How can I be sure my syno cat is getting enough food?? I try to drop in a pellet or two for him at night about an hour after the lights have been out but my cichlids are pigs! they will all dive out and pick it to death until its gone. Ive even tried feeding them a little extra hoping some would fall to the bottom and around the rocks my syno is hiding it but those little pigs get it all! Im afraid I might be over feeding as I had slight ammonia readings today when I tested. I normally do my water changes once every ten days- about 20-25% - give or take a little so it has to be the extra food causing it.. :roll:


----------



## Osiris (Jan 18, 2005)

Have any fresh garlic cloves around?

Cut it in half, take couple pellets rub it in the center of the clove and then put the pellets in the tank, he should come out after it then.

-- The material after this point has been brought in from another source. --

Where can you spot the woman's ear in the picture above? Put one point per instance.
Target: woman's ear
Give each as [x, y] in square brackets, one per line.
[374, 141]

May still need time to adjust to the tank since he's new ain't he? 
Syno's i got in last night, are like flies all over the food pellets this morning, surprised they didnt eat the betta in there lol


----------



## Georgia Peach (Sep 23, 2005)

MalawianPro said:


> Have any fresh garlic cloves around?
> 
> Cut it in half, take couple pellets rub it in the center of the clove and then put the pellets in the tank, he should come out after it then.
> 
> ...


GARLIC?? really?? hehhehee, yeah, I got some - Ill have to try that out! thanks MP! and yes, hes new - I guess Ive had him about a week or so. He's also kinda beat up - which is a whole nohter story in itself. The LFS slipped me a wounded syno - Im guessing since I had my two year old with me and she was going crazy over all of the tanks he seen it as a great time to pass off a damaged fish for full price! since this was my first one, I wasnt sure if he just looked funny or what and after researching, I discovered that he has no dorsal or side fins!!!!!!!!!!!!!!!!!!!!!!!!!!!!!!!!!!!!!!!!!!!!!!!!!!!!!!! Needless to say, Im never going back there again..


----------



## heatherhoge (Nov 13, 2005)

garlic helps build appitites and will probubly do so with the other piggies too. lol I have the same issues too with my 180 gal tank. I have to over feed my tank and then I will only feed once a day since I overfeed at night. Then this gives them time to eat all the left overs too. I feed about 1 hand full but also have lots of large fish in my tank and it gets gobbled up fast. My synos and plecos after getting use to the tank now rush out to eat now that they are not intimidated and know this is the only meal you better get it. In the wild fish go for days with out food and get the meals hear and their or one big meal so they may beable to hide a couple of days with no food if they were wild caught and use to that type of life till they adapt to their new life in the tank.


----------



## Georgia Peach (Sep 23, 2005)

well, I have never seen this syno come out of his hiding place. I know he's still there and moving cause I can see him with a flashlight.. lol


----------